Bach has proved a lasting source of inspiration to the jazz world, nudging Keith Jarrett to make classical recordings of the composer’s Goldberg Variations and Well-Tempered Clavier, and Claude Bolling to create the pulsating piano solo Bach to Swing. David Rees-Williams and his Trio have communed with Bach’s music for almost three decades, absorbing elements of his style into their work and exploring the oceanic expanse of the composer’s imagination. The DRW Trio’s Bach calls to mind what the poet John Keats termed negative capability, ‘that is when [one] is capable of being in uncertainties, mysteries, doubts, without any irritable reaching after fact and reason’. Each piece, whether joyful or mysterious, contemplative or boisterous, emerges naturally from one of Bach’s original themes, the immediate outcome of lived experience, with all the unforced spiritual insights and conscious illuminations that come with deep immersion in the composer’s musical rhetoric. These are expansive responses to Bach, full of heart and hope, the opposite to all things narrow and mean of spirit.

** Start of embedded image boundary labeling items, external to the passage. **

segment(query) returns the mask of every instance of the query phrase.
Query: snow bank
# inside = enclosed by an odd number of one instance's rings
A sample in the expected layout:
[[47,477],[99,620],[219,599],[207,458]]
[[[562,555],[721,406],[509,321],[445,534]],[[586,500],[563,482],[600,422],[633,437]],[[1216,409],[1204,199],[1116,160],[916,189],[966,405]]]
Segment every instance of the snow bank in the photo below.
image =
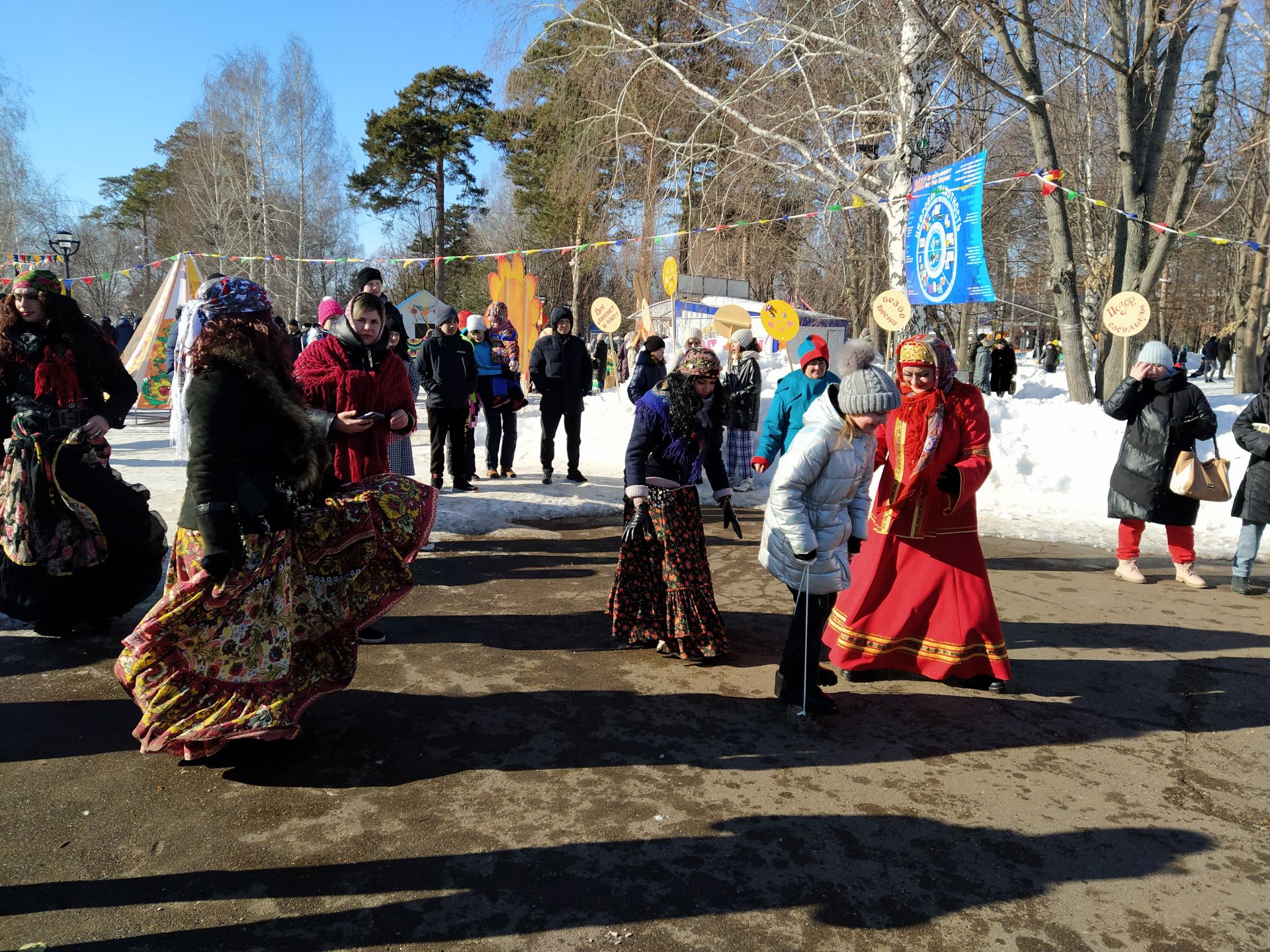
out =
[[[762,354],[762,411],[766,416],[772,392],[789,363],[785,354]],[[1193,364],[1195,362],[1193,360]],[[1052,542],[1074,542],[1110,550],[1115,523],[1106,518],[1106,493],[1124,425],[1097,405],[1080,406],[1067,400],[1062,372],[1044,373],[1020,360],[1017,393],[987,397],[992,419],[993,472],[979,491],[979,520],[984,534]],[[1196,381],[1199,382],[1199,381]],[[1233,396],[1231,382],[1201,383],[1219,421],[1222,454],[1232,461],[1232,485],[1238,485],[1248,454],[1236,446],[1231,424],[1248,401]],[[489,533],[513,531],[518,523],[561,517],[612,515],[622,508],[622,468],[634,410],[625,390],[610,390],[587,397],[582,418],[582,471],[589,482],[564,480],[566,468],[564,429],[556,433],[555,482],[544,486],[538,443],[542,433],[537,399],[517,415],[518,442],[516,480],[479,481],[480,491],[442,494],[437,529],[442,533]],[[420,407],[420,416],[424,415]],[[142,482],[154,494],[154,505],[175,526],[184,493],[185,467],[173,459],[168,446],[166,415],[133,414],[130,425],[112,433],[112,462],[124,479]],[[476,429],[476,467],[485,472],[485,424]],[[1212,444],[1204,447],[1209,451]],[[415,468],[428,475],[427,430],[414,434]],[[737,503],[762,506],[767,501],[771,472],[756,479],[754,491],[739,494]],[[704,487],[704,490],[707,487]],[[709,494],[704,493],[704,501]],[[1238,520],[1229,504],[1204,503],[1196,526],[1201,556],[1228,557],[1234,551]],[[1143,538],[1148,553],[1163,553],[1165,533],[1148,529]],[[1265,556],[1262,556],[1265,557]]]

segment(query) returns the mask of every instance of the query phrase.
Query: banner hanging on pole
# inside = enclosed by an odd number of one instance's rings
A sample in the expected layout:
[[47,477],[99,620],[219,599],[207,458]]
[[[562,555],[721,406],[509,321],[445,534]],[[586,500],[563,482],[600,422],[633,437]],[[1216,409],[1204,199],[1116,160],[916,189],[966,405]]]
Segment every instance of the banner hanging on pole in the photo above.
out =
[[914,305],[996,301],[983,260],[983,171],[988,154],[913,179],[904,272]]

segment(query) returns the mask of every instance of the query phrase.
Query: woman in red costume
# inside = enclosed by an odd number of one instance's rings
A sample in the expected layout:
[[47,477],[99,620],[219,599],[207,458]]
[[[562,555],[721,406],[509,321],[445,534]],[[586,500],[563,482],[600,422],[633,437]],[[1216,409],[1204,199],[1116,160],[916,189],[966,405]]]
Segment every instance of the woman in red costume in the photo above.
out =
[[829,660],[847,680],[897,670],[1003,691],[1010,660],[974,506],[992,471],[983,395],[956,380],[933,334],[900,341],[897,357],[904,400],[876,434],[881,482],[824,630]]

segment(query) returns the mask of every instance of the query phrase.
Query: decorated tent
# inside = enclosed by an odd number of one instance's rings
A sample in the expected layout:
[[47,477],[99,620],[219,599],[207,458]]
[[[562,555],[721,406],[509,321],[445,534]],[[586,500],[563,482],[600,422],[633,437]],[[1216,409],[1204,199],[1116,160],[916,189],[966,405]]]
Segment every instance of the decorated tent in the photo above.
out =
[[173,331],[180,306],[193,297],[202,282],[194,259],[187,254],[177,255],[123,350],[123,366],[137,382],[137,406],[142,410],[169,409],[168,335]]

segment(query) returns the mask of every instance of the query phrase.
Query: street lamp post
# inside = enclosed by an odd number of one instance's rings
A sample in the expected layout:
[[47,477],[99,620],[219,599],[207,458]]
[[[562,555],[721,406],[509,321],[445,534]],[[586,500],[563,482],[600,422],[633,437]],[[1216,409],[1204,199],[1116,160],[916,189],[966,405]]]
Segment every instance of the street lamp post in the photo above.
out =
[[66,279],[70,281],[71,255],[79,251],[79,239],[71,235],[66,228],[62,228],[48,240],[48,246],[53,249],[55,254],[60,254],[62,256],[62,264],[66,265]]

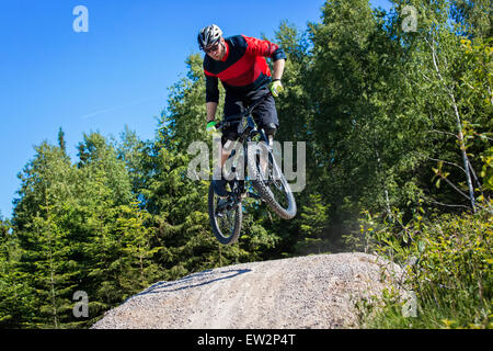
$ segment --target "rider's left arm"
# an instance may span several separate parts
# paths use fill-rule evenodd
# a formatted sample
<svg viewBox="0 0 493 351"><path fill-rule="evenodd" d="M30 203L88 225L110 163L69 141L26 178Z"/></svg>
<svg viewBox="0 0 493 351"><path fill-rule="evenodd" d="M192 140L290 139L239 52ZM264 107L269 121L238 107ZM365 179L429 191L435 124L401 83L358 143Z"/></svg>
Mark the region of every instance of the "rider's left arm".
<svg viewBox="0 0 493 351"><path fill-rule="evenodd" d="M280 58L278 60L275 60L273 63L273 73L272 73L272 79L276 80L283 78L283 72L284 72L284 65L286 64L286 60L284 58Z"/></svg>

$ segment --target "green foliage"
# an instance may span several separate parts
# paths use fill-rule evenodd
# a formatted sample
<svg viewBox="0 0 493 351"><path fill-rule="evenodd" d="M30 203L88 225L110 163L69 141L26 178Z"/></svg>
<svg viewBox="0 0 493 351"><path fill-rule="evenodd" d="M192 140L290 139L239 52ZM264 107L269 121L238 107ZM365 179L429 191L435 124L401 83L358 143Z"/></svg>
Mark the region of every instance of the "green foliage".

Considerations of the romantic and mysterious in Bach will vary according to the performer’s intentions and the listener’s perspective; what sounds ‘authentic’ to some will strike others as dust dry and lifeless. David Rees-Williams’ interpretations evoke the spirit of spontaneity that shaped Baroque improvisation, reclaiming the old borderlands between performance and composition that Bach, his teachers and his pupils would have known. The DRW Trio’s harmonies echo the clear I- IV-V-I chord progressions set by Bach at the opening of so many of his compositions and emulate the subtle nuances of their transformation over a work’s course: ambiguity and uncertainty gradually emerge here as the only certain ground beneath our feet, part of the universal order rather than something other; likewise, Rees-Williams disrupts a melody’s course with a wholly unexpected scale passage, a spicy dissonance or sudden rhythmic kick, directing the creative mind’s light, shade and colour to flow freely in the present moment, to bypass the reducing filters of compositional rulebooks and conceptual thought in pursuit of the inmost truths of Bach’s music. ‘I require you only to look,’ wrote St Teresa of Ávila. And Bach requires you only to listen.